【Paper】BERT part1 ~ Langage Models are Few-Shot Learners ~


This article is a explaination of BERT(Bidirectional Encoder Representations from Transformers.)

1. Intorduction

Now, LLM model is separatable to 2 pattern from point of how to treat down-stream tasks.
One is a feature-based. This method making model that using pretrained representation as features.
Another one is a fine-tuning. This method modifying the back part of pretrained model(example, only changes number of linear layer of classification model for fit a different classification task) and retrain with new model, this use pretrained parameter as new model's weights.

Some LLM model fine-tuning based has a restrict that can only learning one-directional.
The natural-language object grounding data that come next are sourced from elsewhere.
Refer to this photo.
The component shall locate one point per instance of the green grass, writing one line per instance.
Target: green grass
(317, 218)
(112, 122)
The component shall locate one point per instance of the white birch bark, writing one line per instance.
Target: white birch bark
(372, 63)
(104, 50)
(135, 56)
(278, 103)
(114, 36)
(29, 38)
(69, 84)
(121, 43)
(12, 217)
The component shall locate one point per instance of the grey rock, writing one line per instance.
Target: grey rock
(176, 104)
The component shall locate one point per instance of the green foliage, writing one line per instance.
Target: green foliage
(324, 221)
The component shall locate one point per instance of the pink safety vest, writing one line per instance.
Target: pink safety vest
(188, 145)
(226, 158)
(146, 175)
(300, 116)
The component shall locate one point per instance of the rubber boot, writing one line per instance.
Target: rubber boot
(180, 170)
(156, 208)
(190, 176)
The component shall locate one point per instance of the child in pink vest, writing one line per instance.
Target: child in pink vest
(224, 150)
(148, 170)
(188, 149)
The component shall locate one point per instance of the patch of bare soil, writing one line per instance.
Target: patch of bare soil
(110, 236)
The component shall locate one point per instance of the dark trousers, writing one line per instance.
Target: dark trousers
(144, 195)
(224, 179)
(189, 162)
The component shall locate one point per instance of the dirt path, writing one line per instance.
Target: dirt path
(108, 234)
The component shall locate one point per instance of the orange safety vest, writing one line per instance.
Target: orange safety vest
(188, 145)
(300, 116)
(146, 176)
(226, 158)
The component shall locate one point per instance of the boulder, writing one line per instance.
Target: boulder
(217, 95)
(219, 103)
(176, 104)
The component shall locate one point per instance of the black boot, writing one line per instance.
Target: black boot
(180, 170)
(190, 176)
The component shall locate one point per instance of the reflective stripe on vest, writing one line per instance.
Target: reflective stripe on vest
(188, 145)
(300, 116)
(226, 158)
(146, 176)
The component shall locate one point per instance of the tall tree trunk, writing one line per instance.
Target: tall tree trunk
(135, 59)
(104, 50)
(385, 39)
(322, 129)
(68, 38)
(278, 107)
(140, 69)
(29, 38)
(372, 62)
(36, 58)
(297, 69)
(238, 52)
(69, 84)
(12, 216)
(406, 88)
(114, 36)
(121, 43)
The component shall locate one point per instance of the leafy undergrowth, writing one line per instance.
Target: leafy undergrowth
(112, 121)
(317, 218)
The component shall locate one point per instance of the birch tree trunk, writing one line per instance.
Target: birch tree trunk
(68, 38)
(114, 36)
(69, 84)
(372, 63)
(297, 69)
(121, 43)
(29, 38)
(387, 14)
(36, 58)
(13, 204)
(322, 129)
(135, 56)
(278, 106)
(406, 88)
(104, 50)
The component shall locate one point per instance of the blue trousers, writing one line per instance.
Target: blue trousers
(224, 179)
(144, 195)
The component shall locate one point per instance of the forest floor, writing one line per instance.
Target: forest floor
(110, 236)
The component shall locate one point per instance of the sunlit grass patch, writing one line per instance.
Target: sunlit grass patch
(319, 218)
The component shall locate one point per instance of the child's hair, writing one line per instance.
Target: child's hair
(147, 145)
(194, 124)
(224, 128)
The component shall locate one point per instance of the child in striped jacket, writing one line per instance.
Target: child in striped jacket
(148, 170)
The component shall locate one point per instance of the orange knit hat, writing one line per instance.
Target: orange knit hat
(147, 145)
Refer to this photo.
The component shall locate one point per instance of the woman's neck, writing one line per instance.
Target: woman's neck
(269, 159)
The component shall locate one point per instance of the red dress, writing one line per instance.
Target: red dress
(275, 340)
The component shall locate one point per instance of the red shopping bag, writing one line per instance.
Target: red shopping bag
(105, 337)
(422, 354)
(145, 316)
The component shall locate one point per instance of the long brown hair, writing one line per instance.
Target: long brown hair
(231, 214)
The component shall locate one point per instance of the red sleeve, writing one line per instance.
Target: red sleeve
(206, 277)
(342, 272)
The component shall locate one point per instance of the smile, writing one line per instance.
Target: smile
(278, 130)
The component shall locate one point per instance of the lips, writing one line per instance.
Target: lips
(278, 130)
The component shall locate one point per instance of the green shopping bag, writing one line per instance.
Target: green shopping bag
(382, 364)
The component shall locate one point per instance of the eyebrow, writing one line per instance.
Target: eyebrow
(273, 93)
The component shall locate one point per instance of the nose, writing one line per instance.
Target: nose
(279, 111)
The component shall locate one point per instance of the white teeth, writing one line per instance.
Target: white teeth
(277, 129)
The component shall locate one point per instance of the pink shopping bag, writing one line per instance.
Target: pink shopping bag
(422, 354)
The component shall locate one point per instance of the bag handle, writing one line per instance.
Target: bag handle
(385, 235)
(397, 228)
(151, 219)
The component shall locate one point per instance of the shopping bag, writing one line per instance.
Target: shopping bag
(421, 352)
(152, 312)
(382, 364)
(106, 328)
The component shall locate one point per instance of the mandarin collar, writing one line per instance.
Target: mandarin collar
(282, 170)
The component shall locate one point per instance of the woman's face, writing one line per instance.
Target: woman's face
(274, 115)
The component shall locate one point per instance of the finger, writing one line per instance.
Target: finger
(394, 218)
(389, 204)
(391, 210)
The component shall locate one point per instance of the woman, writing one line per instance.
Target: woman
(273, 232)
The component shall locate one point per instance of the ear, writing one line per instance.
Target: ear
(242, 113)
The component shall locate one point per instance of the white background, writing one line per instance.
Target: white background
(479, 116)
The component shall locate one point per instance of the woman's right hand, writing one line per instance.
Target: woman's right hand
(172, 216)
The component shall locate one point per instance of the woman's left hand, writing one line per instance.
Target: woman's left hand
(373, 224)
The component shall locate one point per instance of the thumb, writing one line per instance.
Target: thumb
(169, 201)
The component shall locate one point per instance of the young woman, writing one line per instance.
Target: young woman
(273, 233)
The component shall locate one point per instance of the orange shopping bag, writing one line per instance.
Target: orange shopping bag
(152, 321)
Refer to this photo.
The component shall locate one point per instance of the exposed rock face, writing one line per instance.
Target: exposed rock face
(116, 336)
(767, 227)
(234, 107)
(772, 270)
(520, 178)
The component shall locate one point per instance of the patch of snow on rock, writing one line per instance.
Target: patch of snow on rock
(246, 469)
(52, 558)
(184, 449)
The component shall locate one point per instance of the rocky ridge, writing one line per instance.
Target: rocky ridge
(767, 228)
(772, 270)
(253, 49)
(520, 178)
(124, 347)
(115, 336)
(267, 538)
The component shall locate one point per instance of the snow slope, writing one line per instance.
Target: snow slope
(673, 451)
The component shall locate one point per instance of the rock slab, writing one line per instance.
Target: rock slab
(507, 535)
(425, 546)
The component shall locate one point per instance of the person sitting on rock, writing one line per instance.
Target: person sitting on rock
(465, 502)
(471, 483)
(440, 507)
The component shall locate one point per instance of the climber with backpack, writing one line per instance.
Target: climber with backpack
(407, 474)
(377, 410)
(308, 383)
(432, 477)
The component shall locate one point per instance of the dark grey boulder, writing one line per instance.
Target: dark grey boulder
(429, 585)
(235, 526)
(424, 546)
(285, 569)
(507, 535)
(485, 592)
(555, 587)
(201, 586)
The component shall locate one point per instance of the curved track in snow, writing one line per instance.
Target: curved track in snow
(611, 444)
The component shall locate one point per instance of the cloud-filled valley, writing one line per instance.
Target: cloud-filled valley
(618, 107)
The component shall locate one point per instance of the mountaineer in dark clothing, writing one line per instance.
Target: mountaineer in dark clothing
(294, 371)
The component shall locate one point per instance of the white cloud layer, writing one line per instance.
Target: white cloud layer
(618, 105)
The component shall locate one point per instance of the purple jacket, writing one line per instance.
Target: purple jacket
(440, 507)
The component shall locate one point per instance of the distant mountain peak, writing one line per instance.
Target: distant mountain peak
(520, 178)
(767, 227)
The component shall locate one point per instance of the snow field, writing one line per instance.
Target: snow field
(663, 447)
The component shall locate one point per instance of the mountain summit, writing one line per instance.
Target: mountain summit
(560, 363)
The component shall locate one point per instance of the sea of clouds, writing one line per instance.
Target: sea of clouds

For
example, in OpenAI GPT, the authors use a left-toright architecture, where every token can only attend to previous tokens in the self-attention layers
of the Transformer(Vaswani et al., 2017).

It could be very harmful in like Q&A tasks, incorporate information from both direction is important for recognize where is crucial point.

In this paper, we improve the fine-tuning based approaches by proposing BERT: Bidirectional Encoder Representations from Transformers.


From this section, I introduel architecture of BERT.
BERT is constituted two phase, pre-training and fine-tuning.

pre-training: models are trained with unlabeled data over different pre-training tasks.
fine-tuning: models are initialised with the pretrained parameter, and all of the parameters are retrain by labeled data from downstream tasks.

A distinctive feature of BERT is its unified architecture across different tasks. There is minimal difference between the pre-trained architecture and the final downstream architecture.